Thank you very much, and thank you, Mr. Chair and committee members, for the opportunity to speak to you.
ALUS differs from other environmental programs in three fundamental ways. First, it is a farmer-driven environmental incentive program. The ALUS concept was initiated by Keystone Agricultural Producers of Manitoba with assistance from Delta Waterfowl Foundation. ALUS is now a policy with most producer groups across Canada.
Secondly, ALUS differs because it will be delivered by existing agricultural organizations and institutions, which are well positioned to carry out this role. For example, crop insurance agencies are trusted by producers, and have the people and the technical ability already on the ground to monitor a fully accountable program.

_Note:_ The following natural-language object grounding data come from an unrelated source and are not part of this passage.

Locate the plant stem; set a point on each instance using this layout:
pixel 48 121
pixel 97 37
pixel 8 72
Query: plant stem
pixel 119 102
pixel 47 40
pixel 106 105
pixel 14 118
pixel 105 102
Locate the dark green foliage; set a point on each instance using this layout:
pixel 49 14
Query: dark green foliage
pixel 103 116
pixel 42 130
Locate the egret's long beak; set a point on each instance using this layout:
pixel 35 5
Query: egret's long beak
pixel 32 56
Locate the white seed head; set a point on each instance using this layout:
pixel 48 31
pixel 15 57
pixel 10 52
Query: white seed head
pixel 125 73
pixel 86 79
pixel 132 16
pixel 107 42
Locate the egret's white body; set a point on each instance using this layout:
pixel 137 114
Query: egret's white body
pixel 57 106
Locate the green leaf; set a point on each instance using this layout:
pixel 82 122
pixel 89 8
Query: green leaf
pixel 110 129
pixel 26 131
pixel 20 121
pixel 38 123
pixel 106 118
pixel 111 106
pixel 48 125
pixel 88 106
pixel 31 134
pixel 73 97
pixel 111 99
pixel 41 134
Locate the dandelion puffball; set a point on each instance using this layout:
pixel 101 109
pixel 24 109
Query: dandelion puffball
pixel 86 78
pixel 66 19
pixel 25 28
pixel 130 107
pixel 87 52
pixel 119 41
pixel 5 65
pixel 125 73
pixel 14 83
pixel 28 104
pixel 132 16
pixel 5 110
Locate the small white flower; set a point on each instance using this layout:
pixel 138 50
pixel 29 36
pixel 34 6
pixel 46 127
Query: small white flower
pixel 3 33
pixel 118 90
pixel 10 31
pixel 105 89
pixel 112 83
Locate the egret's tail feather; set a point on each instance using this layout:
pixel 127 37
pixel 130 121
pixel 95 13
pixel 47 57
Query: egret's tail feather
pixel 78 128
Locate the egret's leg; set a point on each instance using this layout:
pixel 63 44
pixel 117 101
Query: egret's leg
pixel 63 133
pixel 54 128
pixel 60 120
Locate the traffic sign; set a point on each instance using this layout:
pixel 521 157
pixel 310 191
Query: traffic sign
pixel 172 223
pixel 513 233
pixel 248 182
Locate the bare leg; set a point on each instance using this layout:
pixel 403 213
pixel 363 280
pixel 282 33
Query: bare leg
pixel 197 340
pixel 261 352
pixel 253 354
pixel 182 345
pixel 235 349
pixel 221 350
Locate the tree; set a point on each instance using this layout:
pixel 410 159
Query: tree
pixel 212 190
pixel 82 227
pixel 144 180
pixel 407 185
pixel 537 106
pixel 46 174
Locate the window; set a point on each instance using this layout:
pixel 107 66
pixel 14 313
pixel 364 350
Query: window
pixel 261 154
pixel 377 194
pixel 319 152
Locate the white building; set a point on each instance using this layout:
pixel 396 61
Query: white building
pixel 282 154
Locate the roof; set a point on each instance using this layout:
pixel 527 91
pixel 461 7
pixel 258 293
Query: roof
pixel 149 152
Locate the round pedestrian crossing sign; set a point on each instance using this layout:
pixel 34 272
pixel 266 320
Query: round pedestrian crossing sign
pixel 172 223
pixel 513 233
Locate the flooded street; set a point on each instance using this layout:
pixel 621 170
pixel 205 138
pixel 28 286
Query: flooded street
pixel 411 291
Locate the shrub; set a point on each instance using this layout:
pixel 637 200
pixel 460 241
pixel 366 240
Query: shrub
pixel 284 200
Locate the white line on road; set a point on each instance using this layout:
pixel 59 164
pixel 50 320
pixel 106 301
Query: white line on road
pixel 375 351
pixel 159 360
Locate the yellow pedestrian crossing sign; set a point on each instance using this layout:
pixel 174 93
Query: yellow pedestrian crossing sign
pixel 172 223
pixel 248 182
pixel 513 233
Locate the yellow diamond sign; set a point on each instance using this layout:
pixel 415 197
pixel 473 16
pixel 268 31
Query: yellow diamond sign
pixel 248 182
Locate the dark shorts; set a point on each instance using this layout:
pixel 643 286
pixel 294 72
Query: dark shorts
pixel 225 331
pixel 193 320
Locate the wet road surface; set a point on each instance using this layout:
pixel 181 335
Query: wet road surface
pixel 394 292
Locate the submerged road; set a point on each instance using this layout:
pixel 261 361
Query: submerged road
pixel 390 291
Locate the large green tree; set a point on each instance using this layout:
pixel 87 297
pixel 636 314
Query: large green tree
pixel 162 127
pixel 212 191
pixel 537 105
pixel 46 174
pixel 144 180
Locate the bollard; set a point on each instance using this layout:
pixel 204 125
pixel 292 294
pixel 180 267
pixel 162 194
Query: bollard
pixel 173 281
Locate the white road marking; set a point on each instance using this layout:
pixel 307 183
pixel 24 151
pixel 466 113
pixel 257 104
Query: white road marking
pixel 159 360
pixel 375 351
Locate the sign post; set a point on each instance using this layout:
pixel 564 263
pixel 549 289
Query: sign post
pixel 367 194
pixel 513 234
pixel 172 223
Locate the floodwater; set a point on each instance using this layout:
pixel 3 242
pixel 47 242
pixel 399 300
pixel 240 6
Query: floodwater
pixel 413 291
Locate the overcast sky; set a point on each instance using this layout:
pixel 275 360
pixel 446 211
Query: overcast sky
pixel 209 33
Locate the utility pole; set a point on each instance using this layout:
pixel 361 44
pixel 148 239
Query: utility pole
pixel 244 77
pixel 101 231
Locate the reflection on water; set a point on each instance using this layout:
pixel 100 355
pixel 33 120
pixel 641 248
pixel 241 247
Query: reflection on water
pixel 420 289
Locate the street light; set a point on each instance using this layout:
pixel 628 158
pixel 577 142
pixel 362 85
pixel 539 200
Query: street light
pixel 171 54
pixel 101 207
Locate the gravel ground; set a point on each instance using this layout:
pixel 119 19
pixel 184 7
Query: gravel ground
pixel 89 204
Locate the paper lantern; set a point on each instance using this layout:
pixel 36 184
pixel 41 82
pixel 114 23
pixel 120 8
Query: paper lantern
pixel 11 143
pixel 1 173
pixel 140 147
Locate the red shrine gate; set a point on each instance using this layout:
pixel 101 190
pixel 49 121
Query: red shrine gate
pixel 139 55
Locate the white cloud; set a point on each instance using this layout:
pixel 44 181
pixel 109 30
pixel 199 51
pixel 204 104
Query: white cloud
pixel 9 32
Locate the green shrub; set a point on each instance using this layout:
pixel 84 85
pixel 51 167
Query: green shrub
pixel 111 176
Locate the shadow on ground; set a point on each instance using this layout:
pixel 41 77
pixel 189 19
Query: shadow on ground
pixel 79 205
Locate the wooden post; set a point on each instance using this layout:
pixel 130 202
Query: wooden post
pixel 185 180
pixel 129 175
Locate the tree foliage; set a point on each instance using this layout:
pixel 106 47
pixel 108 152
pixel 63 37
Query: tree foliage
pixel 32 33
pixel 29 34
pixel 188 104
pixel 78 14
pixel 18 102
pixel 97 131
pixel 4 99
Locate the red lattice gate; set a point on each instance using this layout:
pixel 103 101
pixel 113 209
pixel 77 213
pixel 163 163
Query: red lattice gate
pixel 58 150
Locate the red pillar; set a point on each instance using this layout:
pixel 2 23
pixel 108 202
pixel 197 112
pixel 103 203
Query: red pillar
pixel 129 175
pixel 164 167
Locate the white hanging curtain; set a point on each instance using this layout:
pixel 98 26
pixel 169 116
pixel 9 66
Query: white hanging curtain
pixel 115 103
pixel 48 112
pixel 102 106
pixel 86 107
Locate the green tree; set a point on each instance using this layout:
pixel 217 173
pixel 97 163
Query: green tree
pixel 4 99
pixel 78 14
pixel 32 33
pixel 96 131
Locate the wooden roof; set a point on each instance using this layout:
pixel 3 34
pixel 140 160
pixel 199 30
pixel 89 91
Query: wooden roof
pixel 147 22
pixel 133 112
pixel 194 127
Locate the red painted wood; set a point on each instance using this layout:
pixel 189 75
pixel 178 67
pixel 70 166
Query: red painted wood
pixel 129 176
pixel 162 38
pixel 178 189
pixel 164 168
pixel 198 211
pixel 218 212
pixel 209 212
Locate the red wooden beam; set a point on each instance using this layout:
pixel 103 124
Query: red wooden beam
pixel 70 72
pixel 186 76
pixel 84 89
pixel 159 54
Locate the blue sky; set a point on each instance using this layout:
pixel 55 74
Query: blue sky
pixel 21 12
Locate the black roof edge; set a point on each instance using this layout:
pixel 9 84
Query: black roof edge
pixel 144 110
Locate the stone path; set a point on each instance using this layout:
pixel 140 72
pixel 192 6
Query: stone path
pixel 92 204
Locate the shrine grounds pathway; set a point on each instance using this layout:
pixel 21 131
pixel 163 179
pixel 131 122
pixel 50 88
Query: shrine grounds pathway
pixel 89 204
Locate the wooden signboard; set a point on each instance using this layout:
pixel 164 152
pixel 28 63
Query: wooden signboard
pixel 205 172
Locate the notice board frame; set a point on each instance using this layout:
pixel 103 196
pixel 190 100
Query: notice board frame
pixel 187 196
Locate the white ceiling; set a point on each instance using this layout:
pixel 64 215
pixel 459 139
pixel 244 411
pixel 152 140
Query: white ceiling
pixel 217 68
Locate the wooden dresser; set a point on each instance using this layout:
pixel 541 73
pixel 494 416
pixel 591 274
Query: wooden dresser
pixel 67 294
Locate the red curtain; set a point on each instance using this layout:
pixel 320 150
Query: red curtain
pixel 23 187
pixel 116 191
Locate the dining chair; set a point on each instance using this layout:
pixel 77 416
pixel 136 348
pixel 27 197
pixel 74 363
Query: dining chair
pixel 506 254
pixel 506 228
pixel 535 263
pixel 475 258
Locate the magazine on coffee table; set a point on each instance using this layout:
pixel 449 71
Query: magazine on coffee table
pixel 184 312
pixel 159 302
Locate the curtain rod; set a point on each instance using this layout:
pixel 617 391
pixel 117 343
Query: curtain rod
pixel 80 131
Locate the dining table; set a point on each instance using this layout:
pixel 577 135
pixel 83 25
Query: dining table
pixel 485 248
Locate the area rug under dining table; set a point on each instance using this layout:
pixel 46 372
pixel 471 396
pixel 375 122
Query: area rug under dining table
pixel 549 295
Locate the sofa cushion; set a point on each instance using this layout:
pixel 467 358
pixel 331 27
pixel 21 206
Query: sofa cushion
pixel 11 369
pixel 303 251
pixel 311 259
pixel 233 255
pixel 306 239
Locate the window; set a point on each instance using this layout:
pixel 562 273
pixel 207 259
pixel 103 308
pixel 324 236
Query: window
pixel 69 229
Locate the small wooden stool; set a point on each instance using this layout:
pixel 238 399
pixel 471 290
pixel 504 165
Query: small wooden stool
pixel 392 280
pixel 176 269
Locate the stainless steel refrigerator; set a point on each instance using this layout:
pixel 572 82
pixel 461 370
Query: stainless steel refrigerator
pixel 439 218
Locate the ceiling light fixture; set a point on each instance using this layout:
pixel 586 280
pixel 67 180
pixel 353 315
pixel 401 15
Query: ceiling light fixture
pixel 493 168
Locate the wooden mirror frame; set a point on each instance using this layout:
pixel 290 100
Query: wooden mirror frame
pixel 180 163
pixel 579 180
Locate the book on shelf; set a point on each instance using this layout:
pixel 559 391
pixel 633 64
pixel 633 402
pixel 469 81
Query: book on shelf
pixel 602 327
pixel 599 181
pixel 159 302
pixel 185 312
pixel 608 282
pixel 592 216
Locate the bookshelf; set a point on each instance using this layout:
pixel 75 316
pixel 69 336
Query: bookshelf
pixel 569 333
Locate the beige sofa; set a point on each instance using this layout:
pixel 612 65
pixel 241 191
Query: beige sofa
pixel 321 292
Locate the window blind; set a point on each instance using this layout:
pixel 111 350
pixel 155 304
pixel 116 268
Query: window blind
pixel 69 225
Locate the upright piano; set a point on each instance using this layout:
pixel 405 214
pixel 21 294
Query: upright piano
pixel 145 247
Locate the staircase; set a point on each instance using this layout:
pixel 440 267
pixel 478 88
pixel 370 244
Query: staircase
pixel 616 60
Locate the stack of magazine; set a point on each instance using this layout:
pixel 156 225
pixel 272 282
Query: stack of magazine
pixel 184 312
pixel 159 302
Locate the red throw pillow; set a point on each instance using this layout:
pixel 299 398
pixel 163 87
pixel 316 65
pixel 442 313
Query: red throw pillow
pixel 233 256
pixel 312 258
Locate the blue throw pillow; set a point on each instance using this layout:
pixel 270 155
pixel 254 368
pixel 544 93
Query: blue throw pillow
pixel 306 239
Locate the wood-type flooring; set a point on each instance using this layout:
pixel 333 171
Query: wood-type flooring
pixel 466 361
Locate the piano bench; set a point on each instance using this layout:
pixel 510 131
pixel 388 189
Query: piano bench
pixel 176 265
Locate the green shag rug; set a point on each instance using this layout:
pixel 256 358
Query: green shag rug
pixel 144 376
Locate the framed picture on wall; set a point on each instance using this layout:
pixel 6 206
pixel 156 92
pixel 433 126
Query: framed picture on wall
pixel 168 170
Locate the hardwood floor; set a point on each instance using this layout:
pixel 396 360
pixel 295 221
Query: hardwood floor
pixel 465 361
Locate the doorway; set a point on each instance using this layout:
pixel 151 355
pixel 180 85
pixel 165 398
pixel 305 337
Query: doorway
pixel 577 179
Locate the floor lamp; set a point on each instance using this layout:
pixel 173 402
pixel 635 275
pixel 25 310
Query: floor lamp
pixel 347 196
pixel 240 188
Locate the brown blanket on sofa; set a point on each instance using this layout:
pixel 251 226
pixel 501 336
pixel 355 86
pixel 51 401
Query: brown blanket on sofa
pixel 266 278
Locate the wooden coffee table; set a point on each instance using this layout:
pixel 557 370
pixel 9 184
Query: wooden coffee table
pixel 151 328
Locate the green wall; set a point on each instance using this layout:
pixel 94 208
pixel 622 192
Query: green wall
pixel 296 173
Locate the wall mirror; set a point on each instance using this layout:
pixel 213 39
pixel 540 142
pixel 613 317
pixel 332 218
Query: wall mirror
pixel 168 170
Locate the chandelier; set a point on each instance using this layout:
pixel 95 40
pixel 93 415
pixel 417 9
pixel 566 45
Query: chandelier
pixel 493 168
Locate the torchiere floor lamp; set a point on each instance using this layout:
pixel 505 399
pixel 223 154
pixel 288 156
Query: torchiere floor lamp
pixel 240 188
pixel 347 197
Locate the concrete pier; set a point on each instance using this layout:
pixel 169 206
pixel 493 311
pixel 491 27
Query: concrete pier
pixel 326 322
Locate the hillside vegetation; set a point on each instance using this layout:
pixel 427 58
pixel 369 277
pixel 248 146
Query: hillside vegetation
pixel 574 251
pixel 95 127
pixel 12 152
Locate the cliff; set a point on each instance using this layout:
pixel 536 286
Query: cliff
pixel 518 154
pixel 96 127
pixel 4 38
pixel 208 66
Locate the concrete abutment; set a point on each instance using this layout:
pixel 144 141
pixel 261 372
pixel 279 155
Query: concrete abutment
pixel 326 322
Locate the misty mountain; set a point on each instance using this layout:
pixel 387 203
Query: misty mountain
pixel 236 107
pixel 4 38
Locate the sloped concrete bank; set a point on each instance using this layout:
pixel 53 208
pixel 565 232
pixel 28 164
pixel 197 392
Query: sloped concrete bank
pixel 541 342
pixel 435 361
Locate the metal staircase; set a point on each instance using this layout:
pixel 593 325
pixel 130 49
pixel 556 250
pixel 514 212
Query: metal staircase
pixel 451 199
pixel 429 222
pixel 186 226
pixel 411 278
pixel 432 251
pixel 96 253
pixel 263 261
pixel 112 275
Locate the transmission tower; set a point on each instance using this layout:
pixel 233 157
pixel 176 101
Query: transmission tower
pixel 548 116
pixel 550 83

Third, ALUS is vastly different from conservation programs delivered by government and by urban-based conservation NGOs because ALUS uses a landscape-based, whole-farm, rural-community approach. Basically, it's a working landscape. In short, ALUS is different and better because it invests public sector resources in the capacity of the people who live on the land and live in rural communities to deliver landscape conservation.
ALUS should be the environmental policy flagship for the next stage of agriculture policy framework because it fits so well with current agricultural and environmental programs undertaken by a wide range of organizations in government and the private sector. For example, ALUS will build on the benefits of the environmental farm plan process; add incentives to protect natural assets, biodiversity, species at risk, and fish habitat; and promote carbon sequestration and clean air benefits as well as water quality in communities.
ALUS encourages the active participation of farmers and ranchers in conserving the environment and producing more environmental benefits. ALUS is designed to mobilize producers as conservationists, changing the way they think about the environment and recognizing the vital role of producers, and providing Canadians with quality products: crops, livestock, and a new third “crop”--environmental benefits.
ALUS is Canada's fastest-growing grassroots landscape conservation policy initiative. The concept has been adopted as official policy for the Canadian Federation of Agriculture, and in fact was recently endorsed by the Canadian Cattlemen's Association's environment committee and is actively promoted by several provincial producer organizations.
To date, a groundswell of grassroots support for ALUS includes farming and ranching organizations at every level across this country, and a wide range of conservation organizations and governments. Municipal governments in several jurisdictions have promised and delivered financial support for implementing ALUS. In fact, that makes our conservation program unique, in that it has full engagement, in most cases, of our municipal--third level--government.
ALUS has also received widespread support in the farm, conservation, and general media. ALUS pilot projects have been proposed to test the ALUS concept in Ontario, Manitoba, Prince Edward Island, Alberta, and Saskatchewan. Pilot projects have attracted a wide range of partners who stand ready to invest hundreds of thousands of dollars as matching funds for testing the ALUS concept in these jurisdictions. Manitoba has a fully funded ALUS pilot project in which the federal government is a partner, but ALUS projects in Ontario, Alberta, and Saskatchewan have not yet been successful in attracting federal dollars.
The results of the ALUS pilot project in the rural municipality of Blanshard, Manitoba, have been compelling. Over 70% of the producers in the region have enrolled lands in the pilot project--lands of vital interest to society, including wetlands, woodlands, repairing areas, plus fragile and erodible lands. Almost 22,000 acres have been enrolled in the first eight months of the pilot project, far surpassing our original predictions.
The pilot has also shown that Manitoba Agricultural Services Corporation, formally known as Manitoba Crop Insurance Corporation, has the capability to administer a transparent, verifiable, and accountable program with minimal additional costs.
It must be noted that Blanshard is in the Lake Winnipeg watershed, a watershed which contains vast amounts of private agricultural land. The problems of Lake Winnipeg are well known, and an incentive-based conservation program on the agricultural landscape will contribute significantly to the health of Lake Winnipeg.